A anistia irrestrita de 1979 ainda colhe seus frutos podres nos dias de hoje: o movimento golpista que se radicalizou imediatamente após o segundo turno das eleições de 2022, com o ápice em 8 de janeiro de 2023, teve financiamento grosso de entidades patronais, do agro, do comércio e o trabalho de inteligência de oficiais das Forças Armadas. A memória do 1º de abril de 1964 e o 8 de janeiro de 2023 confirma que o golpismo nunca foi um estranho na história política brasileira. A república foi montada a base de golpes, e a democracia burguesa que conhecemos sempre governou com a exceção para alguns setores da população. O colonialismo plantou com a escravidão uma estrutura racista e violenta que formou o Estado brasileiro e as práticas de governo do capitalismo nesse território periférico. O golpismo vive no porão do Estado, de forma latente e entranhada. 
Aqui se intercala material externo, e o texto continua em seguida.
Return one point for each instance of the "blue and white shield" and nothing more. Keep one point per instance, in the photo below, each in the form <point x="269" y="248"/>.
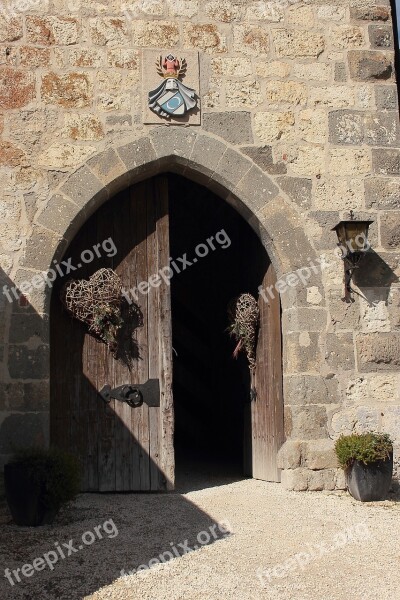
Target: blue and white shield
<point x="171" y="103"/>
<point x="172" y="99"/>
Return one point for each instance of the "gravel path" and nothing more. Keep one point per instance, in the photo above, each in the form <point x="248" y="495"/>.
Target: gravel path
<point x="309" y="546"/>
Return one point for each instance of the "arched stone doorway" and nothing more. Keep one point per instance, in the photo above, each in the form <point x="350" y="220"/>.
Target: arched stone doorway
<point x="230" y="174"/>
<point x="125" y="448"/>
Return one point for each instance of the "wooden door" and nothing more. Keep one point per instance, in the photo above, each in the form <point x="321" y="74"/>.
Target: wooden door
<point x="267" y="433"/>
<point x="120" y="448"/>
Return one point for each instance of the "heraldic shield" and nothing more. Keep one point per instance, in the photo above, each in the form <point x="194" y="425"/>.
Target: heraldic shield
<point x="172" y="98"/>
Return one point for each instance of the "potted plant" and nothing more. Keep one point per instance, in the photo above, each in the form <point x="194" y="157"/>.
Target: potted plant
<point x="38" y="482"/>
<point x="368" y="463"/>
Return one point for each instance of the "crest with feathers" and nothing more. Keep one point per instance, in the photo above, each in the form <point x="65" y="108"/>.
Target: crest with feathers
<point x="180" y="73"/>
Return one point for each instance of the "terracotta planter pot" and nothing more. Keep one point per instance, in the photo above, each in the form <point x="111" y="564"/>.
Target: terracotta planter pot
<point x="371" y="482"/>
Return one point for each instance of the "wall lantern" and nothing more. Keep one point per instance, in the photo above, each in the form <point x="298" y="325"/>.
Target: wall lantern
<point x="354" y="244"/>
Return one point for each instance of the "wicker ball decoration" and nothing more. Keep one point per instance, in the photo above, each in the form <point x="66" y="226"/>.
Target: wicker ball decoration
<point x="245" y="316"/>
<point x="97" y="302"/>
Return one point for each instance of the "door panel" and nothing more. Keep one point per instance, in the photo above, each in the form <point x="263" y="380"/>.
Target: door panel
<point x="121" y="448"/>
<point x="267" y="410"/>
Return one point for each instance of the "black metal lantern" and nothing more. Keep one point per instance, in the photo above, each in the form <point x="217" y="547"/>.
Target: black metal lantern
<point x="353" y="241"/>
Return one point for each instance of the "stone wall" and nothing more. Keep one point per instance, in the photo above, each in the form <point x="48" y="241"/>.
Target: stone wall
<point x="299" y="125"/>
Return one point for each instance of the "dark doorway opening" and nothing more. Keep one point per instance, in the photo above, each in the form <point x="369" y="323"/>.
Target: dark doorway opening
<point x="224" y="258"/>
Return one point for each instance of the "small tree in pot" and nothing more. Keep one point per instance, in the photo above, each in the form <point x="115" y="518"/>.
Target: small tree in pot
<point x="38" y="482"/>
<point x="368" y="463"/>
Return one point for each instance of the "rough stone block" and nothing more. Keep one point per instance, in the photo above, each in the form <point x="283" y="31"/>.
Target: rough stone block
<point x="234" y="127"/>
<point x="292" y="43"/>
<point x="298" y="190"/>
<point x="340" y="350"/>
<point x="40" y="248"/>
<point x="369" y="65"/>
<point x="109" y="168"/>
<point x="319" y="454"/>
<point x="308" y="160"/>
<point x="51" y="30"/>
<point x="310" y="71"/>
<point x="335" y="96"/>
<point x="184" y="8"/>
<point x="378" y="352"/>
<point x="306" y="422"/>
<point x="123" y="58"/>
<point x="243" y="93"/>
<point x="204" y="36"/>
<point x="251" y="40"/>
<point x="85" y="127"/>
<point x="295" y="479"/>
<point x="34" y="57"/>
<point x="205" y="156"/>
<point x="310" y="389"/>
<point x="87" y="57"/>
<point x="301" y="352"/>
<point x="349" y="161"/>
<point x="11" y="156"/>
<point x="58" y="214"/>
<point x="305" y="319"/>
<point x="111" y="31"/>
<point x="381" y="36"/>
<point x="263" y="158"/>
<point x="17" y="88"/>
<point x="340" y="72"/>
<point x="355" y="127"/>
<point x="346" y="127"/>
<point x="382" y="129"/>
<point x="11" y="29"/>
<point x="370" y="13"/>
<point x="173" y="141"/>
<point x="335" y="195"/>
<point x="231" y="169"/>
<point x="386" y="162"/>
<point x="343" y="315"/>
<point x="83" y="188"/>
<point x="256" y="188"/>
<point x="289" y="455"/>
<point x="386" y="97"/>
<point x="69" y="90"/>
<point x="286" y="92"/>
<point x="272" y="126"/>
<point x="347" y="36"/>
<point x="390" y="230"/>
<point x="63" y="156"/>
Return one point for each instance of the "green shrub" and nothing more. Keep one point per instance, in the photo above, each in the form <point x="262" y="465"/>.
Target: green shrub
<point x="55" y="471"/>
<point x="366" y="447"/>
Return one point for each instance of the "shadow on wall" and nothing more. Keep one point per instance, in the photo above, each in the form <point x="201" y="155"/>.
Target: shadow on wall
<point x="374" y="277"/>
<point x="137" y="531"/>
<point x="135" y="528"/>
<point x="24" y="410"/>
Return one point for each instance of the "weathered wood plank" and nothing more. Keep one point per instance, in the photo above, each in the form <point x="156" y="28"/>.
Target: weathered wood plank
<point x="267" y="410"/>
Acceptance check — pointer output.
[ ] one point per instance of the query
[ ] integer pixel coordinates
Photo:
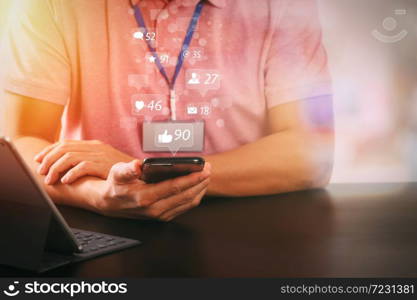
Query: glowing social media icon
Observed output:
(192, 110)
(138, 35)
(139, 105)
(195, 79)
(11, 290)
(390, 24)
(165, 138)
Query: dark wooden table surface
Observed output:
(349, 230)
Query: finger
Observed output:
(122, 173)
(157, 209)
(174, 186)
(57, 152)
(85, 168)
(39, 157)
(66, 162)
(173, 213)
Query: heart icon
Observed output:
(139, 105)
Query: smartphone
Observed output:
(162, 168)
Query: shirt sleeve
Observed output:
(36, 62)
(296, 65)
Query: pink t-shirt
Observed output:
(245, 58)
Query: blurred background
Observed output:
(372, 48)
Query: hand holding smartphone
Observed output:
(162, 168)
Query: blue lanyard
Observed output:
(186, 43)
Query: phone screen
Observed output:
(163, 168)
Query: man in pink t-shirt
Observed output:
(254, 71)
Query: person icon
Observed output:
(194, 79)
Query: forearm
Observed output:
(82, 193)
(281, 162)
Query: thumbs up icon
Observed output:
(165, 138)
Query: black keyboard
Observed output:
(94, 243)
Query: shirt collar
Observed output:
(216, 3)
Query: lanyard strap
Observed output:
(186, 43)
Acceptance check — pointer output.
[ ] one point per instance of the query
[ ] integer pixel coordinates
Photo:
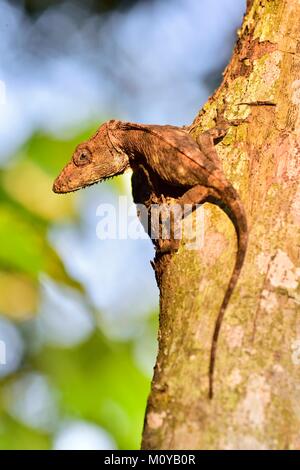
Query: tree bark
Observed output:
(256, 403)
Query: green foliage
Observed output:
(97, 381)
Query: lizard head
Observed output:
(93, 161)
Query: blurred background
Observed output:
(79, 315)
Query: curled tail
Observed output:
(229, 201)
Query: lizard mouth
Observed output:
(59, 188)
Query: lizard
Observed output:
(175, 164)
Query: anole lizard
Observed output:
(175, 165)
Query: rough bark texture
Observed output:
(257, 380)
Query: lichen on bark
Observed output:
(257, 381)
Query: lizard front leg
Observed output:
(184, 206)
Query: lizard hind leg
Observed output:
(186, 204)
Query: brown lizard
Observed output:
(176, 165)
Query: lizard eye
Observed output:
(82, 158)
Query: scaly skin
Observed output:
(175, 163)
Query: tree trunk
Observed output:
(256, 403)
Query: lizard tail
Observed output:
(231, 204)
Com toda certeza queremos Justiça, Memória e Verdade, mas o judiciário é um elemento conservador do poder político burguês que tem essa função de acomodar todo conflito social nas regras do jogo do sistema. A lei burguesa não nos garantiu justiça após a ditadura empresarial-militar, nem deve nos garantir nos dias de hoje. 

Nós, da Coordenação Anarquista Brasileira, mantemos uma posição firme de dizer NÃO ESQUECEMOS OS TORTURADORES E VIOLADORES de fardas e os financiadores dos 21 anos de terror enfrentados pelo povo. Pois os algozes permanecem na atual conjuntura da luta de classes do Brasil, em que a população pobre, negra, indígena, LGBTQIAPN+ e todos os setores oprimidos nesse sistema de morte são alvos das forças armadas e do Estado a serviço das elites nacionais. Na luta contra os milicos, os empresários e o bolsonarismo é preciso organização popular e luta numa frente que reúna as classes oprimidas com pautas de liberdade, igualdade e solidariedade. Só assim, desde abaixo, é que vamos varrer o golpismo e as políticas neoliberais de arrocho social e repressão que invocam desde sempre uma ameaça a vida de nossa gente.

NUNCA ESQUECER, NUNCA PERDOAR!

CONTRA O GOLPISMO, ORGANIZAÇÃO POPULAR E LUTA DESDE ABAIXO!

NEM MILICOS, NEM PATRÕES: NÃO HÁ SAÍDA FORA DO POVO!